These results are not inconsistent with a speculative perspective that vision integrates prior linguistic information directly (Gennari et al., 2002; Lupyan, 2012; Lupyan et al., 2010; Meteyard et al., 2007; Spivey & Geng, 2001; Tanenhaus et al., 1995). Unfortunately, given the nature of the task, it was not possible to determine whether our effects were the result of language influencing online perceptual processes, such as visual perception, directly, or of postperceptual integration of distributed information. For example, it could be that verbal overshadowing—participants repeating language-related instructions—may occur at the point of recall (Alogna et al., 2014; Schooler & Engstler-Schooler, 1990). This could suggest that postencoding retrieval is influenced by language. This might change the locus of our effects, but may nevertheless be interesting. Moreover, additional visual motion information such as the observation of the car actually moving up or down the hill may alter the impact of linguistic information on spatial memory. Recent research shows that with additional contextual information when watching dynamic motion (a movie clip) individuals are more likely to experience greater overall comprehension and decreased cognitive load (Loschky, Larson, Magliano, & Smith, 2015). In our study, because the image we present is static, it affords an opportunity for language to disambiguate possible movement direction in which a dynamic scene might not. If so, language that implies the speed of motion such as “the car bolted down the hill” may impact the amount of spatial displacement.
Further investigation will be necessary to tease out these confounds or others. For example, a verbal interference task during recall might help distinguish overshadowing versus encoding theories of our effects. In this work, we aimed to make first steps toward determining whether language can influence visual spatial memory for objects already in one’s visual array. Future work should aim to replicate the present findings using various static images and scenes (such as changing the angle of the road) as well as modifying the scene such that the perspective of the viewer and the car is more directly aligned with one’s true visual experience (e.g., making sure the scene does not appear visually awkward as may be the case to some participants in the present task due to slight misalignment of road and car perspective).
Finally, another potential confound was that the task might simply have modulated participants’ strategies offline before viewing the image, similar to not perceiving certain aspects of a scene due to prior goals (Drew et al., 2013; Simons & Chabris, 1999). This alternative explanation seems less compelling to us, given how comprehension unfolds in the task itself. For an offline strategy to be feasible, it would be necessary to know the intended direction of motion prior to viewing the image of the car (e.g., up, down, left, and right; see Meteyard et al., 2007; Spivey & Geng, 2001). In the present study, the car’s movement implied by language—forward or backward—could be in any actual direction (left, right, up, or down) until further elucidated by additional (visual) information, such as the car’s facing direction, present in the image itself. Furthermore, the use of only a single stimulus in our experiment helped control for possible expectations of motion that might have stemmed from the presentation of multiple stimuli. Again, only when implied motion is present in vision can participants fully comprehend the true direction of motion in language.

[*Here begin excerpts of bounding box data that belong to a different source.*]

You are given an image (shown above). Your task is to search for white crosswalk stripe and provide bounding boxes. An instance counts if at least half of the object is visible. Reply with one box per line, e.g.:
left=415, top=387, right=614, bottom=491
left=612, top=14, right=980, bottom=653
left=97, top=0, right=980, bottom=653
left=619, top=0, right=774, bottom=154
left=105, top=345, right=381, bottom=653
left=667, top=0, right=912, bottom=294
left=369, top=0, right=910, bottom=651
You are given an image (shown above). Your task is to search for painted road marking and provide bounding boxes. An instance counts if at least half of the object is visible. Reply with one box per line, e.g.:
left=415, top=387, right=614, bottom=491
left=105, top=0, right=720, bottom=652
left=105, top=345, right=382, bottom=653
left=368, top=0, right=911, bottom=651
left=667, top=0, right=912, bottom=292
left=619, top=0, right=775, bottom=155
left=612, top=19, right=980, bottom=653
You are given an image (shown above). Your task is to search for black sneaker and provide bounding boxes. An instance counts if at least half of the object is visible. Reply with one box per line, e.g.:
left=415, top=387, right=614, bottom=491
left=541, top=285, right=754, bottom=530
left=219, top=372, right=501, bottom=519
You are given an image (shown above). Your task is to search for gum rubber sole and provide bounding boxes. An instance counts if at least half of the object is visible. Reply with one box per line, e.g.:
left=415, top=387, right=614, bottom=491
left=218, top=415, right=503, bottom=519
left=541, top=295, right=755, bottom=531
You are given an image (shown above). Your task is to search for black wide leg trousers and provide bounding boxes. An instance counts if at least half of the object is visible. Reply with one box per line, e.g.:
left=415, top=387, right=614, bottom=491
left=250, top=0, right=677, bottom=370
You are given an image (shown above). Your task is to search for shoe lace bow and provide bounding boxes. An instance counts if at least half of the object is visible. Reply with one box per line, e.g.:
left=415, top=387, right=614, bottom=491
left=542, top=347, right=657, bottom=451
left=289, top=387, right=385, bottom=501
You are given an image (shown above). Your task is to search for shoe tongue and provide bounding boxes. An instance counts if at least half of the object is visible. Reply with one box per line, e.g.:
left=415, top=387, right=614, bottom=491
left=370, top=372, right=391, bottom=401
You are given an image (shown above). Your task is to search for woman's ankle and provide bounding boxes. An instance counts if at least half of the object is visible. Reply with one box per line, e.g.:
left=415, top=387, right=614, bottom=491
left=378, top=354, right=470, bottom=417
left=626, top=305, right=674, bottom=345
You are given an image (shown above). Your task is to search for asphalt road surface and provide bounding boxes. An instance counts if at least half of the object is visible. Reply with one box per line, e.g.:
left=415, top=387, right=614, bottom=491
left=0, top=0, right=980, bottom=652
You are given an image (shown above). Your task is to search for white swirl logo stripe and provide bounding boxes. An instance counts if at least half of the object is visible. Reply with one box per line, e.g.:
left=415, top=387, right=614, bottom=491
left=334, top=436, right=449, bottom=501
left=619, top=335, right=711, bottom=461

The time course of visual encoding would seem to afford the integration of top-down (linguistic) information. In the present task, global visual information such as the scene itself might first be experienced, followed by the reorganization (within milliseconds) of the same neural mechanisms used to process initial contextual information toward experiencing finer perceptual information (Sugase et al., 1999), such as the car’s orientation. The time between neuronal firing allows additional global information, such as prior linguistic information, to propagate through the cortex and recursively bias encoding and recall with relevant top-down information (Lamme & Roelfsema, 2000). Such integrative processes during encoding and retrieval would, presumably, help the visual system interpret finer details of a scene relative to its current context. It is possible that distributed—visual and linguistic—information activates the same neural regions to integrate motion information within the same perceptual experience. Put another way, the unfolding of visual perception over time affords an opportunity for nonspecific implied motion in language to be comprehended relative to—and within the same process as—visual motion perception. It is unlikely that implied motion present in language induces an offline strategy that can be used to modulate visual perception in this task.
Yet another possible explanation is that motion language may have directly influenced ocular-motor action (Spivey & Geng, 2001). Implied motion in vision and language may prime participants to orient their gaze toward the front or rear of the car, an effect that could influence the remembered location of the car itself (see Kerzel, 2000). However, if eye movements alone were to account for the observed effects, we would anticipate that no difference would occur between conditions in which the directionality of eye movements were the same. That is, in conditions in which implied motion was congruent with gravity and no-language conditions the eyes would be pulled in the same direction, toward the bottom of the hill. However, when motion language was present, the implied effects of motion on spatial memory were much greater than those implied by vision alone. In addition, for the participant to understand where to move the eyes when provided with language—either to the front or rear of the car—he or she would have to know which direction the car was facing. This information was not available until the car itself was presented. Therefore, to fully comprehend the direction of motion present in language, it was necessary that the participant first perceive the visual stimulus, at which time implied motion in vision was also present. Given that the full effect of motion in language occurs only when implied motion in vision is present, it is more reasonable to conclude that participants’ eye movements were influenced by implied motion from language and implied motion from vision simultaneously. Thus, the effects of motion language and vision appear to be distributed and additive: Regardless of the eyes being pulled, the effects on spatial memory involve influences from both vision and language, at the same time.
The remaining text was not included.